By Helena Maffei
When I was a kid, my favorite part of a playground was the swings. A visit wasn’t complete until I got, at least, a short turn on the swings, and any playground without “big-kid” swings became off-limits once I outgrew the “baby swings.” The swings were the only reason I went to the playground at all. There was something about pushing myself off the ground with my toes, then pumping my legs while leaning back, and pulling at the chains to gain momentum. I felt strong and free, being able to lift myself through nothing but my own power.
It took a while to get there. I remember years of needing to be pushed by my dad while other kids my age propelled themselves, uselessly bending my knees and waving my ankles in an attempt to mimic the movements that got them so effortlessly off the ground. But I eventually got the hang of it — and once I did, it became like second nature, a rhythm I could easily fall into with a simple push off the ground.
The rhythm of swinging is why I keep coming back to it as an adult. The last few years of my life have been filled with classwork, job applications, and writing projects. I have to muster up a lot of energy to complete these tasks — energy that tends to worm its way into my legs and feet and stay there even when I’m not using those parts of my body. After several hours at a desk, there is no better way to burn off the excess energy than by walking through Central Park to the Pinetum Playground and taking a good, old-fashioned swing.
Located mid park between 84th and 86th streets, fenceless, the Pinetum Playground, is less of a playground than two sets of swings — one for babies and one normal-sized — and a pair of chin-up bars, located at the Arthur Ross Pinetum, an arboretum in Central Park containing 17 varieties of pine trees. I was first introduced to the Pinetum in early adolescence, while I was being homeschooled; there was a group of moms, all homeschooling girls my age, that my mom and I would meet up with on a weekly basis for “homeschool recess.”

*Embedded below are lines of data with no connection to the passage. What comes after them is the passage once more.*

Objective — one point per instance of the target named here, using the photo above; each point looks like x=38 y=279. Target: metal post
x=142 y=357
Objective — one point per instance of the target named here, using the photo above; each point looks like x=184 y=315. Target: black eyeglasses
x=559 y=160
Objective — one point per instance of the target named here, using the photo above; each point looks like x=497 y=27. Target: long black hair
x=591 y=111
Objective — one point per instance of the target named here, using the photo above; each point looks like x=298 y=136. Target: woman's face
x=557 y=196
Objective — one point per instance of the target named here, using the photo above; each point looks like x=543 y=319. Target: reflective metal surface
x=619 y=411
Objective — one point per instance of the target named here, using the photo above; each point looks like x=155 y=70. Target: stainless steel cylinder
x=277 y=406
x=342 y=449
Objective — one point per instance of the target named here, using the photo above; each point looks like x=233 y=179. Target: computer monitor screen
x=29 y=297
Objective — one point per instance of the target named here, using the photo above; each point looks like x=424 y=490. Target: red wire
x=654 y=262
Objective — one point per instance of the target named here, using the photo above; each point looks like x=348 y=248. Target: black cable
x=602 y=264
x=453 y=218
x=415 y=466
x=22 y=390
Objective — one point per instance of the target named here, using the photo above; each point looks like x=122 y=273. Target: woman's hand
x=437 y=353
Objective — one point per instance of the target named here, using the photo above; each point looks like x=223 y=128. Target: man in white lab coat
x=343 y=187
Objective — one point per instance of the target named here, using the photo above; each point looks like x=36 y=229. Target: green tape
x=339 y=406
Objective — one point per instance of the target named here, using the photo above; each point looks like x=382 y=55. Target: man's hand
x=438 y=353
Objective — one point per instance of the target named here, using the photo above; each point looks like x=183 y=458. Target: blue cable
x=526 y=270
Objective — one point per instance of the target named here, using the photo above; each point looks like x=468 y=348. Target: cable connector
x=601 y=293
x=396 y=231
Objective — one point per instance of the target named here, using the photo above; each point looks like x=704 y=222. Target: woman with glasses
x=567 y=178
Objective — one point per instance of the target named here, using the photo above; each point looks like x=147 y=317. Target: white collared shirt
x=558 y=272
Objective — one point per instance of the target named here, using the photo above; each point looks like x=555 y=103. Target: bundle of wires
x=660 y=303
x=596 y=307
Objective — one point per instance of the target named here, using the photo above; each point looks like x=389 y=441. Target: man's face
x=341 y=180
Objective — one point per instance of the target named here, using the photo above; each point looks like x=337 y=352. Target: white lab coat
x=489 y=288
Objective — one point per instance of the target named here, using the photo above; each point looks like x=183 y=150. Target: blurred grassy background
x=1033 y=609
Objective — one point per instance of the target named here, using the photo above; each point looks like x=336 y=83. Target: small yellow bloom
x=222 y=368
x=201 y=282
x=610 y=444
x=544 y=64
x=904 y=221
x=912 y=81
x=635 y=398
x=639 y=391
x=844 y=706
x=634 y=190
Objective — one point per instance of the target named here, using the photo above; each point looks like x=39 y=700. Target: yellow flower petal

There wasn’t much to do at the Pinetum compared to other playgrounds — and that’s what makes it so appealing to me as an adult. Other playgrounds are always packed with children, a good third of them either on or waiting for a swing. Playgrounds are considered spaces for children, after all; if there are five kids and one adult in line for the next available swing and the adult takes it…imagine what people would think!
There’s not so much a sense of the Pinetum as a children’s space, and that makes it a good place for adults who want to swing, just like in the old times. That’s another reason swinging is still so enjoyable to me — it’s one of the few things from my childhood that hasn’t changed since I’ve grown up. It still has that same, simple rhythm that I’m never going to lose.
I too am an adult that enjoys swinging at the pinetum, the one place in the area childless adults are allowed to. Unfortunately, a couple weeks ago, they just replaced the swing seats with smaller/tighter swings that say they are only rated for children :-/. I’m not sure who can be contacted about going back to more adult friendly seats.
Bring back the old swing seats. Swinging is not only for children. (I’m 74)
Let’s hear it for swings and for kids’ agency! I remember flying into the air when the rusted hook on our swing broke through. And I remember kids’s disputes at the swingsets in the old days, when adults weren’t around, and we had to resolve the disputes ourselves. Which we sort of did, sort of.
Let’s hear it for swings!
I thought for a second that Plato’s Retreat was back!
When I was a child, my father hung a swing off one of our tall, sturdy wooden prewar apartment door frames. Several of my friends had swings in their apartments, too. That’s probably strictly forbidden now, and with good reason, but it was one of my favorite things growing up.
The playgrounds weren’t so safe then (my mother was robbed while I was on the swings in one upper 80s playground, and she told the men, “Take what you want, just leave my daughter alone”), so maybe that was why my father put a swing in at home. I remember being very sad when I got too big and heavy to use it.
If there were adult-sized swings in the park, I would be very tempted to use them, but I think enclosed playgrounds should be reserved for children.
“How do you like to go up in a swing, up in the air so blue?”
When I first moved to the UWS I discovered the swings in the Pinetum and it became a regular part of my life. Not only is swinging so much fun! it’s also great exercise. Go, enjoy!
The swings in the Pinetum is one of my favorite places in the Park!
Not the “swinging” fondly recalled from the 1960’s.